5. Autres modifications importantes
Le projet de loi C-59 a également apporté un certain nombre d'autres modifications à la Loi, notamment :
- Indication de prix partiel (« drip pricing ») : Dans sa forme antérieure, la limitation apportée par la Loi aux indications de prix partiel n’indiquait pas à qui un montant inévitable devait être imposé pour qu’il soit exclu du prix initial d’un produit ou d’un service, permettant aux vendeurs d’exclure leurs propres frais réglementaires du prix initial d’un produit ou d’un service. Dans sa version modifiée, la limitation précise que les frais qui peuvent être exclus du prix initial d’un produit/service ne sont que ceux qui sont imposés directement à l’acheteur par une loi, obligeant ainsi les vendeurs à utiliser une « tarification tout inclus ».

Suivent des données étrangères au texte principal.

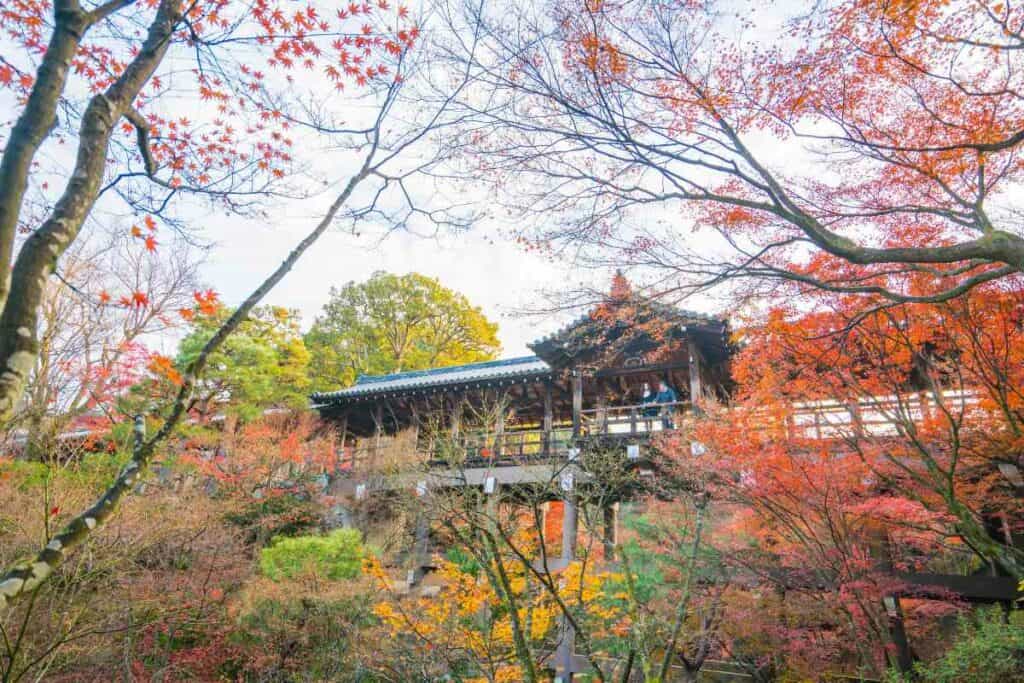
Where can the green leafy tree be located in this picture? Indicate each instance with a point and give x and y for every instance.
(262, 365)
(396, 323)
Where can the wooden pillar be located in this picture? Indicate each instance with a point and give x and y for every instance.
(378, 431)
(563, 656)
(610, 530)
(500, 426)
(856, 420)
(577, 402)
(420, 549)
(343, 428)
(457, 416)
(904, 660)
(696, 391)
(549, 419)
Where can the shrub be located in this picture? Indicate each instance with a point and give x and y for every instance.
(986, 650)
(336, 556)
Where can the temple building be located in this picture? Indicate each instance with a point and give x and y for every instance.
(627, 369)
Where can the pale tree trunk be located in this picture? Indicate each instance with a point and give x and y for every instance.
(36, 261)
(24, 578)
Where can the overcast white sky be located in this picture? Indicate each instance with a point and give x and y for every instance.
(491, 270)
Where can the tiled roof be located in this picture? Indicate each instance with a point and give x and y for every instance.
(528, 366)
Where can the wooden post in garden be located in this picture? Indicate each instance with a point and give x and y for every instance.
(548, 419)
(696, 390)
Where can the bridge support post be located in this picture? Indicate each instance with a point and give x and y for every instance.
(577, 402)
(696, 391)
(610, 531)
(563, 656)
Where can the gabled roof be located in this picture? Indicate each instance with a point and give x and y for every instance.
(524, 367)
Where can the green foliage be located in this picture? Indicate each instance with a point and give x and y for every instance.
(335, 556)
(263, 364)
(466, 562)
(281, 513)
(986, 650)
(305, 639)
(394, 323)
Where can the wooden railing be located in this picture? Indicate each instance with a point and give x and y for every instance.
(636, 419)
(514, 444)
(876, 416)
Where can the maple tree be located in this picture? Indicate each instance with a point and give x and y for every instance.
(126, 75)
(863, 146)
(863, 445)
(90, 351)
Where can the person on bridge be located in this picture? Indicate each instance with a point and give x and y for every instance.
(666, 394)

- Vente au prix ordinaire (ou « faux rabais ») : Plutôt que d’exiger du commissaire qu’il prouve que le prix escompté d’un vendeur est faux ou trompeur, la Loi oblige maintenant les vendeurs ou les annonceurs à prouver que leurs escomptes sont authentiques.
- Droit de réparation : La Loi comprend désormais un droit explicite de réparation, empêchant les fabricants de refuser de fournir à des tiers les « moyens de diagnostic et de réparation », à condition que cela n'exige pas la divulgation de secrets commerciaux.
- Représailles : La Loi prévoit un nouveau régime civil dans le cadre duquel le commissaire ou une partie touchée peut demander à la Cour fédérale ou à une Cour supérieure provinciale une ordonnance d’interdiction et/ou une sanction administrative pécuniaire pour protéger ceux qui aident le commissaire contre les représailles visant à « pénaliser, punir, discipliner, harceler ou désavantager » leur coopération.
Mesures à venir à surveiller
Des directives supplémentaires du Bureau sur l'interprétation de ces modifications sont à venir, mais compte tenu de la portée de ces modifications, il faudra probablement un certain temps. Dans l’intervalle, les entreprises de tous les secteurs devraient dresser le bilan de leurs pratiques opérationnelles courantes et de leurs initiatives stratégiques afin d’évaluer les incidences de la Loi mise à jour.
Pour de plus amples renseignements, veuillez consulter notre groupe du droit de la concurrence/antitrust et de l'investissement étranger.
[1]Loi portant exécution de certaines dispositions de l’énoncé économique de l’automne déposé au Parlement le 21 novembre 2023 et de certaines dispositions du budget déposé au Parlement le 28 mars 2023.